Four years ago Coleman was leading the Australian sevens side at the Commonwealth Games in Delhi wondering if he would ever get his chance to achieve his dream of playing for the Brumbies.
Had the Brumbies been knocked out of title contention this season, Coleman would have been in Glasgow chasing a gold medal and he has a dream to go for gold at the Rio Olympics in 2016.
But after an injury-riddled three years, the 23-year-old finally feels settled in Super Rugby, has enlisted Clyde Rathbone as a mentor and his blistering speed and try-scoring form has put him on the cusp of a shock Wallabies call-up.
No one has ever doubted Coleman's speed. But at 179 centimetres and 83 kilograms, it's his diminutive frame which attracts attention in a rugby world infatuated with big, bustling wingers.
"I've never felt like I'm too small or not strong enough. In my first three Super Rugby games [in 2011] I played inside centre against Tana Umaga, Sonny Bill Williams and Ma'a Nonu," Coleman said.
"I love the contact work. My strength isn't my size, it's my speed and acceleration. But I've never felt small. If you worry about it too much, it won't work out and I've never noticed it.
"But [coach Stephen Larkham] said to me at the start of the year that he doesn't care if I'm 95 kilos or 75 kilos, he just wants me to be where I'm at my strong best."
In a match boasting 22 players in the Wallabies squad, a NSW-ACT rivalry and with a grand final berth on the line, it's easy to forget about pint-sized Coleman.

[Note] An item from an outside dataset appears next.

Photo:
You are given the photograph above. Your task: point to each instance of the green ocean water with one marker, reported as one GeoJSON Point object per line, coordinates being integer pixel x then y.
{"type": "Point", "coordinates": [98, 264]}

Coleman was dubbed the "Prince of Queanbeyan" by former Brumbies captain Matt Giteau in his breakthrough season in 2011.
Since then the 23-year-old has struggled with injuries, including neck problems, knee troubles, groin strains and the debilitating osteitis pubis.
At times he was so frustrated that he could see his Super Rugby ambitions slipping away while the Brumbies powered on without him.
In previous years Coleman had to stretch for six hours before he played or trained just to make sure his body could cope.
But he finally feels comfortable on the field, scoring eight tries in his 14 games this season to be the Brumbies top scorer.
"The biggest thing is that the last two years I've been plagued by injuries, I wasn't playing games so people didn't understand that I was sore," Coleman said.
"Just to run fast hurt. To get up for games was a six hour stretching session, it was a nightmare. Now I feel better. I still have to put the hours into getting my body right, but I'm getting better. I've got no excuses now."
Coleman is contemplating a break from Super Rugby in 2016 to chase Olympic success with the Australian team in Rio.
The Brumbies are willing to help him on his pursuit of a dream gold medal, as long as it doesn't affect his Super Rugby duties.
Brumbies coach Stephen Larkham said one of the toughest decisions he's made this season was having to leave Coleman out of the game-day squad for the first match of the season.
But since then the speedy winger has launched an undeniable case to be included every week.
"He's in the right frame of mind this year and he's keeping a couple of Wallabies on the bench, his form certainly warrants selection," Larkham said.
"He's different to the big, bustling wingers, but he throws his body in there. He's very competitive and aggressive on the ball. He's super quick and agile, absolutely suited to this team."
Coleman was almost called into the Wallabies camp earlier this year and Test scrumhalf Nic White insists he would be a perfect fit for international rugby.
"You could see in his eyes this pre-season that he was going to take any opportunity he got, he didn't know in what position that would be but he knew he would take it," White said.
"Clyde has a real strong confidence that Robbie can go to the next level. He's skilful, he's quick and he won't let anyone down physically [if he's picked for the Wallabies].
"There are always those doubters out there, but he's as tough as nails and I'm certainly confident when I'm inside or outside him."